If your condition renders you unable to make decisions regarding your health care, it could become the responsibility of an appointed guardian. Rather than letting the courts select the individual responsible for your medical care, you may instead make the choice in advance by including an advance health care directive in your estate planning.
Avoiding nursing homes with inadequately trained employees
As reported by the Atlantic Journal-Constitution, Georgia ranked 43rd in the nation in 2020 for its average rating of hands-on care. State officials also authorized facilities to hire nurses who have not met all of the traditional training requirements. Some new hires may not have substantial experience in caring for residents with severe conditions such as dementia or memory loss.
If you choose a guardian or health care agent in advance, you may also wish to choose which long-term care facility you prefer.

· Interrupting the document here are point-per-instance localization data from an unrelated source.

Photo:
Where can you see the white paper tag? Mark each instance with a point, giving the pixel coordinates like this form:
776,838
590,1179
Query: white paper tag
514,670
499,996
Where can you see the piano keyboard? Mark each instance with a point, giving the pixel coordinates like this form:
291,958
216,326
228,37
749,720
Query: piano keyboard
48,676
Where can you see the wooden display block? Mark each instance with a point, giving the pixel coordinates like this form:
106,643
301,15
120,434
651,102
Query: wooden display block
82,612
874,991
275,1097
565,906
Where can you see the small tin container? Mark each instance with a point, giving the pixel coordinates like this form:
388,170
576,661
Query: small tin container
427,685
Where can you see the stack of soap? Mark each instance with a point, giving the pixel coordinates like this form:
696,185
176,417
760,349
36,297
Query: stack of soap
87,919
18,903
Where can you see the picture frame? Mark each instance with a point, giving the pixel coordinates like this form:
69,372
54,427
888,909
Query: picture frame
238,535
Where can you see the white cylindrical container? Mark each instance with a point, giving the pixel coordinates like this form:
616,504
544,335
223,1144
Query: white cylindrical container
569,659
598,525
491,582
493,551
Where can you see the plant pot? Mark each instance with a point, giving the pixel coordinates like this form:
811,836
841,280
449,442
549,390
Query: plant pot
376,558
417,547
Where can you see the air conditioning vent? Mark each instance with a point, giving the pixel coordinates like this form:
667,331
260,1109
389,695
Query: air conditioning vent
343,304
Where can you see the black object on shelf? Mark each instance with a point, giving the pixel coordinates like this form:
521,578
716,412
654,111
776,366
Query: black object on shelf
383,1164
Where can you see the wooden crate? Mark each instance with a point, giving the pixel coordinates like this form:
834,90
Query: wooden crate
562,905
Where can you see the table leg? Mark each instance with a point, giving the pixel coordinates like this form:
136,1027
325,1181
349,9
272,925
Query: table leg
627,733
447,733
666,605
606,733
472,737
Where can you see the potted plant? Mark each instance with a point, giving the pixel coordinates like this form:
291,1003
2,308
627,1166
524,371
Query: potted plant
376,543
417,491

As noted by the National Institute on Aging, an advance visit to a nursing home could help to determine the level of care a facility provides. An understaffed nursing home with overworked employees may pose a higher risk of injury to its patients, but an advance visit may forewarn of substandard care.
Looking for and responding to red flags
When your chosen health care agent checks in on you after an admission, your health care directive can outline the details of what should take place under various circumstances. If red flags show up during a visit, your chosen health care agent may either follow your specified instructions or make informed decisions on your behalf.